Sound Check: Worse things than selling out

Mike Damante

There was a time when "selling out" was looked upon as a negative thing. Then I realized that I’m an adult, not a teenager anymore; I have no right to judge the decisions another person makes regarding his or her life. If a band wanted to change labels or tweak its sound, who am I to judge? A band is called a sell out if they cut their hair, change their look, sign to a bigger label, and God forbid you mature as an artist and experiment with your sounds.

OK kids, follow along; major labels are the devil and you should never support your favorite band if they decide to sign with one of them. All kidding aside, while most major labels are sketchy by nature, there are a few good ones where artists have reached financial success without hurting the integrity of their artistic freedom.

Though there are certain cases where behaviors just scream "sell out." if a company (a good, non-corrupt one) wants to sponsor a tour, that is OK, but personally I do not want to hear product placement in my songs (Jay-Z, I’m looking at you). I remember when Nas turned down a large amount of money from Coors Light, because he didn’t want to be associated with a beer company and influence his younger fans. The band Jawbreaker sums it up best in their 1994 song "Indictment".

"I just wrote the dumbest song, it’s going to be a sing along / All our friends will clap and sing / Our enemies will laugh and be pointing/ It won’t bother me, what the thoughtless are thinking."

Roshan Bhatt

When it comes to the music industry, selling out is a touchy subject for some. Indie or hipster elitists have no shame in dropping the words on an Internet message board like Pitchfork or Punknews.org for any band or artist that signs to a major label, hops onto an amphitheater tour or even dares to experiment with new sounds.

Let’s face it though, so many of us get a little irked when our little garage bands start playing 300 capacity venues, and you’re no longer one of 25 who are there for that band that hasn’t caught on, myself included. This was my basic mentality throughout high school.

As I got older, I realized that it isn’t as big of a deal as I once thought. I should be glad that some of my favorite bands’ talents are being recognized, even if it does mean sharing the floor of a show with 14- and 15-year-olds, taking into consideration I was once that 14-year-old.

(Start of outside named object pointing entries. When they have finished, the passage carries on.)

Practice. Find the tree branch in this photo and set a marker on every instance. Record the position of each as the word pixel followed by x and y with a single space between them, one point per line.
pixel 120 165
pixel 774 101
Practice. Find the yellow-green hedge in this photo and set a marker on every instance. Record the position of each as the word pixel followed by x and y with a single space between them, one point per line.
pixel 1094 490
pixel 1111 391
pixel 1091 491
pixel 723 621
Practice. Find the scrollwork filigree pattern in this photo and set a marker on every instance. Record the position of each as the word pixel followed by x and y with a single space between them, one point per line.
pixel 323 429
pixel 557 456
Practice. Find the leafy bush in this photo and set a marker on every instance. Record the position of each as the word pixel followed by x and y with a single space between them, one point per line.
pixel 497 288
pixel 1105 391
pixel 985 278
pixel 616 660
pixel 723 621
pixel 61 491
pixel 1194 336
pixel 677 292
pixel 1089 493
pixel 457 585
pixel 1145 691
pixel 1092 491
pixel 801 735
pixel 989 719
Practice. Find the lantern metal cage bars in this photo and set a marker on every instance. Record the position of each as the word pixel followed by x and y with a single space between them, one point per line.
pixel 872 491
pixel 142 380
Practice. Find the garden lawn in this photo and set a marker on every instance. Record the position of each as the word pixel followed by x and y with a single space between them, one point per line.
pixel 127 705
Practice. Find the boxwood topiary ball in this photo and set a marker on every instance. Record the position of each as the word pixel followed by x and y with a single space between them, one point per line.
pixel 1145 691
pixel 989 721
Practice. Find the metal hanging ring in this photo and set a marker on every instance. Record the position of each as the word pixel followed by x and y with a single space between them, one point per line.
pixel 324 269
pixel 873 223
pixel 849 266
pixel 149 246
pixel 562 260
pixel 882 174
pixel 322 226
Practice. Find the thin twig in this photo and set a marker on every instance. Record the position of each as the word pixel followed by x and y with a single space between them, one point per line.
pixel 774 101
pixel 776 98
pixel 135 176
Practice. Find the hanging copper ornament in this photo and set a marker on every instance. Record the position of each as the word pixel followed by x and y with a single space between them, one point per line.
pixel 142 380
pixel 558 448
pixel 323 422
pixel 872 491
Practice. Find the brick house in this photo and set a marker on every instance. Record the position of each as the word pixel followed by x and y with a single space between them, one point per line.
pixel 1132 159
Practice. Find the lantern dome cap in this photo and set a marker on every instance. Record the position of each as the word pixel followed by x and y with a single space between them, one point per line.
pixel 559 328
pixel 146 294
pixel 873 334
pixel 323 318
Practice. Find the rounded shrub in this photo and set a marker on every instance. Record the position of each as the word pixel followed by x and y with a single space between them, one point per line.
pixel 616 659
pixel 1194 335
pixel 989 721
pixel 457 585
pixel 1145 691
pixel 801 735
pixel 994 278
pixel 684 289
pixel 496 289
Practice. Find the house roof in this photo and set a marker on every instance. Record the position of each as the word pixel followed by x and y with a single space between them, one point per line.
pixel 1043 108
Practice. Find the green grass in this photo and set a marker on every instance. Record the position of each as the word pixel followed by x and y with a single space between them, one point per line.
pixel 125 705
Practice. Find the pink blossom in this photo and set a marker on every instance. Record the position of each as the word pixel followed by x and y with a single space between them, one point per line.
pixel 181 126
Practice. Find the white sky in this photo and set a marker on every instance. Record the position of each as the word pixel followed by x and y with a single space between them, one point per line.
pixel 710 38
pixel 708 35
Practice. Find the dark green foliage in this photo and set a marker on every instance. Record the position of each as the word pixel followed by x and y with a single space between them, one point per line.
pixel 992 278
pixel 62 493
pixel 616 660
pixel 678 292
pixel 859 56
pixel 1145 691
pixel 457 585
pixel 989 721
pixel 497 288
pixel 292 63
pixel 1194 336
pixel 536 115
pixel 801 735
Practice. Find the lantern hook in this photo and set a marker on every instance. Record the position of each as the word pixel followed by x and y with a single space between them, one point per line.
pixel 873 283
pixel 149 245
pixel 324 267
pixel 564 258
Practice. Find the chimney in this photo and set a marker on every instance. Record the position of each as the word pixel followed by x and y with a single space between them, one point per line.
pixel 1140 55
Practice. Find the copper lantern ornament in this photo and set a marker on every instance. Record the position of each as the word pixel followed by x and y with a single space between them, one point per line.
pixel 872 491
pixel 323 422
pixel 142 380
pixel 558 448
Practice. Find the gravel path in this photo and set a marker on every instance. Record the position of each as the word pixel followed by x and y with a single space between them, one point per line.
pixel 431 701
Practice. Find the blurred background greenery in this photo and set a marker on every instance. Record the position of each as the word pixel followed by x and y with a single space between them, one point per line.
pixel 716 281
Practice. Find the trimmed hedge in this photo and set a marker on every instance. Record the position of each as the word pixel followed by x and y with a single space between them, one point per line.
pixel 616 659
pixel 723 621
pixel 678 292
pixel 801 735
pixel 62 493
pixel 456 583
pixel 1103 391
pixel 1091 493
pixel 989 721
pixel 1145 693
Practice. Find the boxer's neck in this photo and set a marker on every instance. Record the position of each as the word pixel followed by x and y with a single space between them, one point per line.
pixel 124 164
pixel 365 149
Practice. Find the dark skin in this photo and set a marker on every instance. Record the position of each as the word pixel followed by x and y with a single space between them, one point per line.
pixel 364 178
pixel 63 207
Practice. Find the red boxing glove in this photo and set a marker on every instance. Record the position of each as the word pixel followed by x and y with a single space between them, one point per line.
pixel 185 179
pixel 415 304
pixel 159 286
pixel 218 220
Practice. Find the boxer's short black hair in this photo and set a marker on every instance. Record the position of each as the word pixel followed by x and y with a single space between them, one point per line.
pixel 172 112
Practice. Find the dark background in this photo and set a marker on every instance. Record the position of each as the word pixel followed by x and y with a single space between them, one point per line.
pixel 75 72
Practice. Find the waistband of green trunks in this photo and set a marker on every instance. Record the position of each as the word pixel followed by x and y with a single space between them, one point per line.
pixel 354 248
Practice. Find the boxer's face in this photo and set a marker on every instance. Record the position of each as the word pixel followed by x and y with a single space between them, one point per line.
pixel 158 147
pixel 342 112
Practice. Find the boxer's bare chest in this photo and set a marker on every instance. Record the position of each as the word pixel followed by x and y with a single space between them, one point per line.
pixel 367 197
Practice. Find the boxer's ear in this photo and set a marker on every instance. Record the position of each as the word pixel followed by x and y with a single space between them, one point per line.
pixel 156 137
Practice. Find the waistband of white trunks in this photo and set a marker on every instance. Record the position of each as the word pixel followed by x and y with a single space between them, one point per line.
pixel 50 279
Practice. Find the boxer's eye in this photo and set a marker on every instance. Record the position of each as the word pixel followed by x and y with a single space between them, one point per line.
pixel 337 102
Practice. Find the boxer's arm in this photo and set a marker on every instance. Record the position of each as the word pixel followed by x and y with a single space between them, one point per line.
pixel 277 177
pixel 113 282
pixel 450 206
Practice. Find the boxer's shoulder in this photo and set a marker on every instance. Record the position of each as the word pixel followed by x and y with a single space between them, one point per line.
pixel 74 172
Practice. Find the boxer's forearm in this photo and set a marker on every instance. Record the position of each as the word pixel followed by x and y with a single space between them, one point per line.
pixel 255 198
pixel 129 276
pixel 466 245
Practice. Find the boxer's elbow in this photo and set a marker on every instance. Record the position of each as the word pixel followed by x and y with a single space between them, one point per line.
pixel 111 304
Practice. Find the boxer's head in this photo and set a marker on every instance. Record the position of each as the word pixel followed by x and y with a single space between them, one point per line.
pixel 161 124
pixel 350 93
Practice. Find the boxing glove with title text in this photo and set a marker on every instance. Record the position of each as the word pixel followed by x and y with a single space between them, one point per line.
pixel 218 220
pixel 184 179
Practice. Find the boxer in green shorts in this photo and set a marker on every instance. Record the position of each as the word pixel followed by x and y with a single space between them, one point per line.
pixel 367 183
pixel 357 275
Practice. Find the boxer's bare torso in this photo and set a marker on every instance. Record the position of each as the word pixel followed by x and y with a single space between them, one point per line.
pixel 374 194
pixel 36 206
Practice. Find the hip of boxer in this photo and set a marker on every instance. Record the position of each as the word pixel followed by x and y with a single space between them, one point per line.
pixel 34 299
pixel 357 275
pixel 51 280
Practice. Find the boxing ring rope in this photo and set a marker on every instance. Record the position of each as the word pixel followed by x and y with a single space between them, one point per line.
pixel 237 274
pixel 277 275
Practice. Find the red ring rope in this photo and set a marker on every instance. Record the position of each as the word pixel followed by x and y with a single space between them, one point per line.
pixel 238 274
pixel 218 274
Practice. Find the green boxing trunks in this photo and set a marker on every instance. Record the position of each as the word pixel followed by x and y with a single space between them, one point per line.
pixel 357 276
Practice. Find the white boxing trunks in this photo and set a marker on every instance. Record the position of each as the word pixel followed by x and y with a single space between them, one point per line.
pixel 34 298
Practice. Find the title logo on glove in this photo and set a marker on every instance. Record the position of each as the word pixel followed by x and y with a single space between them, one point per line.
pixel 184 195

In my eyes, as long as the band isn’t changing their sound to fit the mainstream mold, having action figures made (My Chemical Romance) or just being a complete tool of the media (Pete Wentz and the nude photos come to mind). I think most bands are just doing what they’ve always dreamed of.

If I was in a band, I would also like to play shows where people actually show up and pay for merchandise so I have food to eat while I drive across the country in a comfortable bus instead of a rundown 12-passenger van, while keeping in mind some of rock and roll and hip-hop’s finest have been signed to majors and have been a part of huge tours.